Value Health. 2020 Jan;23(1):61-73. doi: 10.1016/j.jval.2019.08.002. Epub 2019 Sep 25.

Abstract

Objective: To evaluate the cost-effectiveness of multigene testing (CYP2C19, SLCO1B1, CYP2C9, VKORC1) compared with single-gene testing (CYP2C19) and standard of care (no genotyping) in acute coronary syndrome (ACS) patients undergoing percutaneous coronary intervention (PCI) from Medicare's perspective.

Methods: A hybrid decision tree/Markov model was developed to simulate patients post-PCI for ACS requiring antiplatelet therapy (CYP2C19 to guide antiplatelet selection), statin therapy (SLCO1B1 to guide statin selection), and anticoagulant therapy in those that develop atrial fibrillation (CYP2C9/VKORC1 to guide warfarin dose) over 12 months, 24 months, and lifetime. The primary outcome was cost (2016 US dollar) per quality-adjusted life years (QALYs) gained. Costs and QALYs were discounted at 3% per year. Probabilistic sensitivity analysis (PSA) varied input parameters (event probabilities, prescription costs, event costs, health-state utilities) to estimate changes in the cost per QALY gained.

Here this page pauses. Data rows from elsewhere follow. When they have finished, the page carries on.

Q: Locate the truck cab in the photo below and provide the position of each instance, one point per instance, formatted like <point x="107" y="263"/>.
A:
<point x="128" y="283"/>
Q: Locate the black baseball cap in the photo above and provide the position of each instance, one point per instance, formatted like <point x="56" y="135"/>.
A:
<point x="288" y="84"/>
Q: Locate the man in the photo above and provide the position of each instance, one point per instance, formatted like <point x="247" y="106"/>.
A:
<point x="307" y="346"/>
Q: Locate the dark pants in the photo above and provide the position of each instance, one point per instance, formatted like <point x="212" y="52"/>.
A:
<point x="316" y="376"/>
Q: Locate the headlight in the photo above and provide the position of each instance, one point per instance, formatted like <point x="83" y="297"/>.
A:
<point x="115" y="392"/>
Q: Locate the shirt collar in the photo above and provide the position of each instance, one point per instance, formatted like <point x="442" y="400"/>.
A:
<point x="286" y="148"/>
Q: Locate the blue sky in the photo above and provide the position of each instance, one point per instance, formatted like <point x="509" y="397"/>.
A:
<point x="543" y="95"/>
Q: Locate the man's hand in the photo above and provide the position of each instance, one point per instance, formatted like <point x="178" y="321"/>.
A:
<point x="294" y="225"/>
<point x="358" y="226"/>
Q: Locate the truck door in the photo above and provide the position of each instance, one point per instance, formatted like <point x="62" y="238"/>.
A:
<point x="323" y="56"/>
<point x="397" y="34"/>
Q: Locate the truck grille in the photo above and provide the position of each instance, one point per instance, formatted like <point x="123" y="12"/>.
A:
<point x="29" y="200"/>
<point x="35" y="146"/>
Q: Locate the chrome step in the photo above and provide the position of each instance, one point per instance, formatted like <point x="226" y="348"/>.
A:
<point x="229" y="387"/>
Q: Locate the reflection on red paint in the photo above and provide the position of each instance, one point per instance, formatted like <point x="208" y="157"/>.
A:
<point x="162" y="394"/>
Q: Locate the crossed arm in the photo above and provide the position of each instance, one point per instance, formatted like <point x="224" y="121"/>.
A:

Results: Base-case-discounted results indicated that the cost per QALY gained was $59 876, $33 512, and $3780 at 12 months, 24 months, and lifetime, respectively, for multigene testing compared with standard of care. Single-gene testing was dominated by multigene testing at all time horizons. PSA-discounted results indicated that, at the $50 000/QALY gained willingness-to-pay threshold, multigene testing had the highest probability of cost-effectiveness in the majority of simulations at 24 months (61%) and over the lifetime (81%).

Conclusions: On the basis of projected simulations, multigene testing for Medicare patients post-PCI for ACS has a higher probability of being cost-effective over 24 months and the lifetime compared with single-gene testing and standard of care and could help optimize medication prescribing to improve patient outcomes.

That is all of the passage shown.